La démocratie dans tout ça

Dans une pareille situation, on pense d’abord à survivre ou du moins à se protéger. C’est peut-être la définition même de la catastrophe qui bien sûr accentue les inégalités mais fait peur à tout le monde. Dans un tel contexte, la politique, universellement rejetée sauf par les élu·es, les militant·es, et pour tout dire… les personnes politisées. La tautologie politique donc intéresse encore moins que d’habitude.
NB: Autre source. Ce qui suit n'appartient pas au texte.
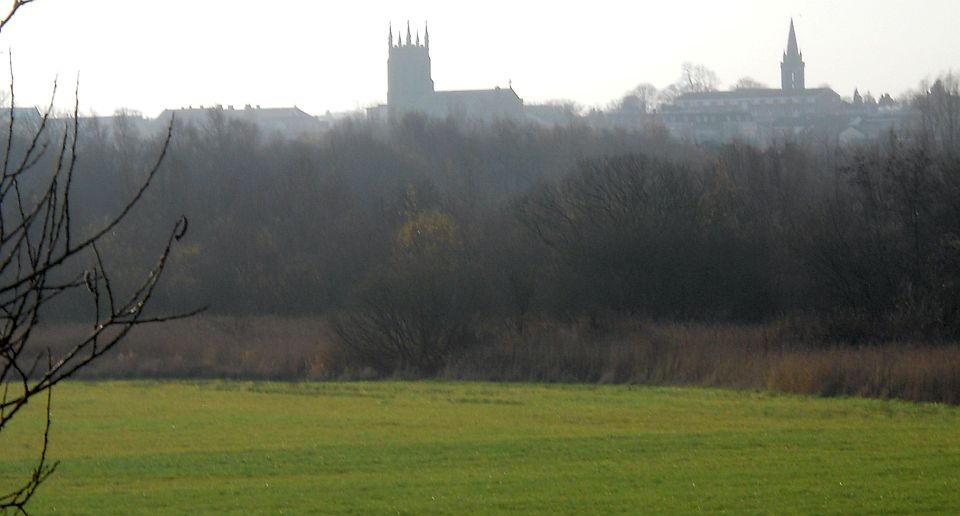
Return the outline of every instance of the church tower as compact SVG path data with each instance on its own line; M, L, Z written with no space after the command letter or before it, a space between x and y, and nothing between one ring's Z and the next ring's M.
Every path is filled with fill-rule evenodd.
M390 56L387 59L387 106L390 117L397 118L412 111L429 112L433 101L433 79L430 75L430 30L424 27L423 41L417 32L393 39L393 26L388 36Z
M787 51L783 53L783 62L780 63L780 83L783 91L803 91L806 88L804 81L803 54L797 45L797 33L793 30L793 20L790 20L790 36L787 38Z

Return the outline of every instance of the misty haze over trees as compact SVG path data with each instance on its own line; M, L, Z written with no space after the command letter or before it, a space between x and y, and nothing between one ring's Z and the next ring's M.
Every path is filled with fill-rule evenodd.
M187 214L191 243L158 309L329 317L351 360L382 374L433 374L532 322L611 316L799 317L821 342L951 340L957 81L912 102L918 126L857 148L418 115L298 140L213 110L175 125L155 184L101 251L132 285L152 235ZM154 140L123 117L86 128L82 225L136 191Z
M515 107L512 87L434 91L429 39L395 41L391 30L391 59L419 74L396 81L410 91L395 98L409 94L413 108L424 98ZM89 231L122 210L163 147L151 187L98 243L116 287L136 287L141 264L163 251L154 236L186 215L191 238L170 251L150 310L312 321L320 329L310 342L330 346L322 359L300 349L282 370L228 371L220 365L235 358L229 347L193 359L215 346L188 336L173 344L175 367L150 369L161 375L684 381L637 373L650 356L631 355L626 372L610 373L620 359L597 343L617 332L629 340L648 323L775 328L765 343L811 348L955 342L957 79L902 99L909 116L876 138L790 130L685 139L668 127L669 116L728 117L724 102L771 92L785 106L839 102L832 90L804 87L792 27L782 66L782 89L743 78L717 92L716 74L687 63L665 90L641 84L612 104L602 113L611 123L374 110L291 136L270 124L304 122L299 110L190 108L161 117L173 120L163 147L163 135L120 111L78 126L73 220ZM711 102L721 111L703 111ZM642 123L617 123L617 113ZM22 153L39 117L16 120L6 131ZM57 324L88 315L66 299L52 306ZM553 341L576 358L548 373L536 357L559 356ZM130 358L139 352L117 357L107 374L140 374L142 360ZM603 364L584 365L593 359Z

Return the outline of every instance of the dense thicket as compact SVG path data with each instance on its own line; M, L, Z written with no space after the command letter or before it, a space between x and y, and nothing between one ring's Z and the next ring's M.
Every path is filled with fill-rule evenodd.
M104 255L155 250L187 215L171 305L330 315L377 369L429 372L532 319L764 321L820 339L960 336L960 95L941 81L909 131L693 146L639 133L408 117L286 140L212 111ZM155 147L122 120L81 135L89 224Z

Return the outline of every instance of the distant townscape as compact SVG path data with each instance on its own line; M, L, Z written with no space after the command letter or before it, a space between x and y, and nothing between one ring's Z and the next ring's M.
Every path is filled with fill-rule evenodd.
M113 116L86 117L81 123L103 130L122 125L124 130L150 134L163 131L172 118L178 124L198 127L217 121L240 122L256 126L267 136L299 138L322 134L342 118L390 123L420 114L462 122L509 120L543 126L660 129L688 142L742 141L766 146L791 137L855 144L899 130L917 116L889 94L875 98L855 90L852 97L844 99L826 86L808 88L806 63L792 20L780 63L779 88L745 79L728 91L719 91L713 72L686 63L677 84L659 92L641 85L608 107L590 110L578 109L571 102L526 104L512 83L488 89L438 91L432 77L429 29L424 27L422 37L419 31L411 31L409 23L405 33L395 36L392 25L388 30L387 103L362 112L314 116L297 107L189 106L164 110L157 118L120 111ZM644 86L653 91L640 91ZM27 128L37 126L43 118L37 108L17 108L13 113ZM0 110L8 120L10 114L9 108Z

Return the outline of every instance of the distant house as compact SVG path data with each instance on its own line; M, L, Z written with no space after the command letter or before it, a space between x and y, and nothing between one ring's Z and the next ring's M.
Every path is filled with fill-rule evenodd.
M857 141L883 128L898 127L905 112L865 104L854 93L848 103L830 88L806 87L806 64L793 20L780 63L781 87L686 93L661 107L670 132L692 141L743 140L761 144L781 136L820 133L840 143ZM892 103L892 99L885 96ZM853 127L853 125L858 127ZM864 131L864 127L870 127ZM851 130L847 130L851 129ZM860 136L858 136L860 135Z
M174 117L178 123L203 127L220 116L225 120L237 120L255 125L268 136L279 135L287 138L320 134L329 127L328 123L320 121L297 107L261 108L251 105L244 106L243 109L234 109L233 106L166 109L157 117L157 122L160 127L166 127L171 117Z

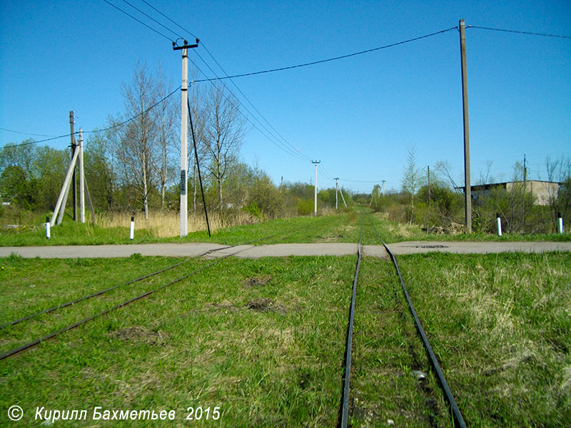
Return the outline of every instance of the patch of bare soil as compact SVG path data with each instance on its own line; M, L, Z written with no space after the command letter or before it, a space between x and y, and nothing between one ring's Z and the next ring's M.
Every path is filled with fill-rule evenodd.
M108 333L110 336L127 342L144 342L156 345L162 343L166 335L160 331L153 332L142 325L122 328Z
M271 279L272 277L269 275L263 277L252 277L248 278L246 283L246 285L249 287L263 287L264 285L267 285Z
M278 313L285 313L287 310L283 305L276 303L268 297L250 300L246 304L246 307L256 312L275 312Z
Mais la démocratie dans tout ça ? Elle est abattue, et cela ne date pas d’hier, même si ces dernières semaines lui ont été fatales.

Quand la démocratie a-t-elle été abattue? Le vote du parlement en 2008 pour inverser le résultat eurosceptique du référendum de 2005 marquait déjà le retournement de la démocratie représentative contre la souveraineté populaire, mais formellement il existait encore au travers des partis et dans ceux-ci une certaine forme de pluralisme et de débat. Nos institutions politiques pouvaient alors sembler réparables, et l’idée d’une révolution citoyenne, par les urnes n’était sans doute pas totalement absurde. La France insoumise avait même soulevé cet espoir au seuil des vingt pourcents et du second tour à l’élection présidentielle en 2017.

Mais depuis le 15 mars dernier, nous sommes fixé·es. Ce qui s’est passé ce jour-là n’est pas juste un nouveau déni de démocratie comme en 2008 mais une délégitimation totale non seulement d’un régime politique mais aussi de l’ensemble des partis. Pas un seul ne s’est révolté contre un scrutin qui se déroulait sous le règne de la peur et des injonctions contradictoires. Pas un seul n’a préféré le salut public à la sauvegarde de ses intérêts. Pas un qui soit à la hauteur de l’intérêt général ou du bien commun. Pas un.

L’élection municipale dont on ne cesse de nous dire qu’elle est la pierre angulaire de la démocratie, qu’on évoque l’invention de nos communes par la grande révolution ou l’image d’Epinal du ou de la maire comme chef·fe de village, voire simple voisin·e croisé·e dans la rue, cette élection populaire, sacrée et familière a été sacrifiée. Puisque l’élection avait lieu, puisque l’argent avait été dépensé, puisque la campagne avait été faite, il fallait que la bataille électorale ait lieu! Un parti qui aurait dit le contraire se serait tiré une balle dans le pied, ce qui est beaucoup plus grave dans la logique des partis politiques que de concourir à une mascarade démocratique en pleine pandémie.

Il y aura un procès du gouvernement, des têtes tomberont, plus ou moins nombreuses et importantes, mais aucun bouc émissaire, pas même un premier ministre, ne pourra prendre sur lui la culpabilité de tous les partis. Untel ou Unetelle dégage ? Cela ne résoudra rien. Système dégage, c’est le point de départ de la révolution. Mais ce n’est qu’un point de départ, et même, aussi juste soit-il, qu’un slogan.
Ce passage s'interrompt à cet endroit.